Enterprise communications is not a sector that typically generates palpable excitement. In the enterprise, the plumbing is never as exciting as the fixtures, and people spend more time noticing what communications enables than how it’s delivered. It doesn’t help that enterprise communications is often dismissed as slow to innovate, given its high capital costs to deploy new infrastructure and natural monopolies.

But this bias is now outdated, largely because software has taken the lead in an industry that was previously hardware-centric. And communications is one of very few markets where startups can claim their share of a trillion-dollar market.

Companies like Slack, Fuze (formerly ThinkingPhones) and Twilio have carved out large and growing businesses in new categories to improve the way enterprises communicate. One of the main drivers for this shift is because communications is moving from one of the most closed tech ecosystems to one of the most open. In the era of telecom monopolies and copper wires, only a few trusted wizards actually knew how to build and maintain complicated systems that needed to deliver 99.999 percent uptime.

As infrastructure has moved to data, faster networks and the cloud, it has become much easier not only to provide basic connectivity, but also to layer on additional services.

Our team at Bessemer Venture Partners thinks more enterprise communications unicorns will rise. One area we’re especially interested in is B2C messaging. Just as companies like Snapchat and WhatsApp have become a staple of personal communication, and Slack and Yammer have popularized messages between employees, we see an opportunity for a company to become a messaging standard for B2C communications.

While Facebook is fighting to seize this opportunity with its recent investments in Messenger, we think there’s room for more.

Enterprise communications is not a sector that typically generates palpable excitement.

Relay Networks, for instance, helps banks and insurers securely communicate via texts and a mobile web portal. Compared to email or (gasp) direct mail campaigns, customers actually read and respond to texting. In 2016, more B2C messaging startups will figure out killer products and best use-cases, and consumers will love the ease and convenience.

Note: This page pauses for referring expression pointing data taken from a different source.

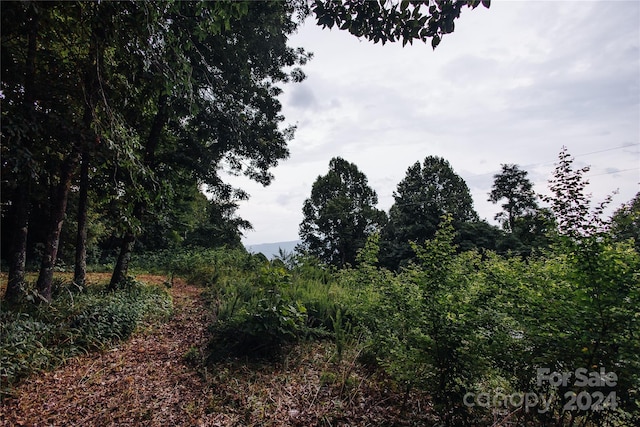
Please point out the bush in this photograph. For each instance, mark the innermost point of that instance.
(34, 337)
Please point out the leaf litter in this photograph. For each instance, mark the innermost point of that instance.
(159, 377)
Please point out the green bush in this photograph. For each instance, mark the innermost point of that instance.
(36, 336)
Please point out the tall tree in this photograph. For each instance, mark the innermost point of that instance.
(216, 107)
(340, 214)
(512, 184)
(571, 204)
(392, 21)
(427, 192)
(625, 222)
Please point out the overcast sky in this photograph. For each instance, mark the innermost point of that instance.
(512, 84)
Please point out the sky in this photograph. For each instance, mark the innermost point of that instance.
(511, 85)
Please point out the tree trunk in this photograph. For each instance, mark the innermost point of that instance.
(159, 121)
(18, 256)
(122, 265)
(58, 209)
(80, 271)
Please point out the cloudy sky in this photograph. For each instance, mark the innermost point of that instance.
(512, 84)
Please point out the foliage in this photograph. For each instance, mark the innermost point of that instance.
(34, 336)
(393, 21)
(625, 222)
(339, 214)
(426, 193)
(512, 184)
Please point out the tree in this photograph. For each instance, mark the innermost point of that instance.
(512, 184)
(339, 215)
(216, 107)
(625, 222)
(394, 21)
(569, 202)
(427, 192)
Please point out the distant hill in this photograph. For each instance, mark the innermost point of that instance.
(270, 250)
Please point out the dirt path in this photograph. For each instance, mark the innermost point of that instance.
(144, 381)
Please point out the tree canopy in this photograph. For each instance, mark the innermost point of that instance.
(426, 193)
(340, 214)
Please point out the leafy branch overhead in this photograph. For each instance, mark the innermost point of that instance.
(391, 21)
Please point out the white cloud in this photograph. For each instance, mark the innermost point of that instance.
(511, 85)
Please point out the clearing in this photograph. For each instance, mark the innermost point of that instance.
(158, 378)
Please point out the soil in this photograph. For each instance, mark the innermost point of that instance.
(159, 378)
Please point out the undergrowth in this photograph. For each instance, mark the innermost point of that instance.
(35, 336)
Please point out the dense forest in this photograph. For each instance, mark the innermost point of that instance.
(119, 123)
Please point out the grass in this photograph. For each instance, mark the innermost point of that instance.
(36, 337)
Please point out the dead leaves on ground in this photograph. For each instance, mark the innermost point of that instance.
(157, 378)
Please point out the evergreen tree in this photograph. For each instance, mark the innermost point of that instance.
(427, 193)
(340, 214)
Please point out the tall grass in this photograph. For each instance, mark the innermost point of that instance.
(36, 336)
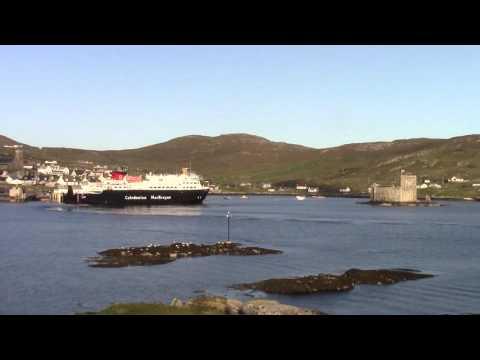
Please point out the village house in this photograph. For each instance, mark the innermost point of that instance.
(456, 179)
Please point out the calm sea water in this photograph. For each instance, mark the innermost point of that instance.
(43, 248)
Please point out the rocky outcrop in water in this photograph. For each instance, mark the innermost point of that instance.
(206, 305)
(333, 283)
(227, 306)
(163, 254)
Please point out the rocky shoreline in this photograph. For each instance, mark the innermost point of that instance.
(163, 254)
(207, 305)
(332, 283)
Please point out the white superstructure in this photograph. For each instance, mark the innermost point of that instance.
(184, 181)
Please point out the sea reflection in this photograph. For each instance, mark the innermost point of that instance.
(163, 210)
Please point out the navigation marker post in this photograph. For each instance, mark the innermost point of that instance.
(228, 226)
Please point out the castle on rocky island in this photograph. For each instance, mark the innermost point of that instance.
(405, 193)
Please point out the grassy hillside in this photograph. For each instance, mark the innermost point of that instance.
(241, 157)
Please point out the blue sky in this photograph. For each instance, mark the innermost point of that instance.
(115, 97)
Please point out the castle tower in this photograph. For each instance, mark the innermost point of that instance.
(17, 162)
(408, 187)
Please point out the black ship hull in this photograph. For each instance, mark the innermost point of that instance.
(138, 197)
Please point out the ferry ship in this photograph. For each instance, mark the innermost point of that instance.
(123, 190)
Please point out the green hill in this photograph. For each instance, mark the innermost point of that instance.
(235, 158)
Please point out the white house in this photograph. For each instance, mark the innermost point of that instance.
(455, 179)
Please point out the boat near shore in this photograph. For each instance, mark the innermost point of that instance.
(124, 190)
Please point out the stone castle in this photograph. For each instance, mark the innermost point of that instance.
(405, 193)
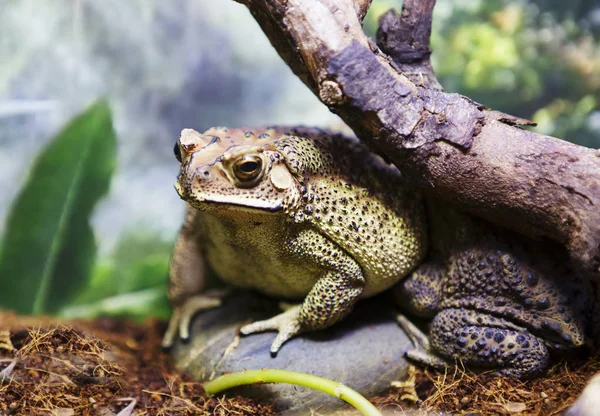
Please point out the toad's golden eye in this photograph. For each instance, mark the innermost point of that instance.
(248, 168)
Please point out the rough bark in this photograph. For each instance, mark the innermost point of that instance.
(455, 148)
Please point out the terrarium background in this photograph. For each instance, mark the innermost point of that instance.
(164, 66)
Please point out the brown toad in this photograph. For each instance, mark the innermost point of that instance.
(297, 214)
(497, 299)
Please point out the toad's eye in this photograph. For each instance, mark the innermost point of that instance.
(177, 152)
(248, 169)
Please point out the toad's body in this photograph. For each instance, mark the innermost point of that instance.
(297, 215)
(304, 215)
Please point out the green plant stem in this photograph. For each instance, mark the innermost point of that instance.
(291, 377)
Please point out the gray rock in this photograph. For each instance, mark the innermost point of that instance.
(365, 352)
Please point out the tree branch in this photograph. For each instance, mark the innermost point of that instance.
(455, 148)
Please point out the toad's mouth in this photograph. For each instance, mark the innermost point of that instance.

We also see a big opportunity for workflow and analytics. Companies are just beginning to make use of all the great integrations that are possible with cloud communications. Now tools can be developed to give exact advice to a sales rep about when and how to contact customers, or to automatically log Salesforce data when a call is completed.

Through Fuze, enterprises can link external data and caller ID databases with internal data sources like their CRM or invoice system, so when customer success reps get an incoming call they not only know who is on the other line, but up to the minute context about the latest contract negotiation.

And third, we see more opportunities for mobile-only workforces beyond small businesses. How will medium and large enterprises enable secure communications between employees when everyone uses a smartphone instead of a desk phone?

For example, Lua powers mobile-only B2B messaging for customers like airlines where employees are always on their feet. Unlike the shift from client/server to SaaS, where many applications were initially simply rewritten for the cloud, mobile communications companies will need to develop entirely new solutions to the problems facing employees who already use their smartphone as their primary computing device.

Given that communications is one of the largest portions of enterprise IT budgets, we see a bright future for even more startups building on the macro trend of making enterprise communications more accessible and productive. One thing is for sure — this once-unsexy sector suddenly has lots to get excited about.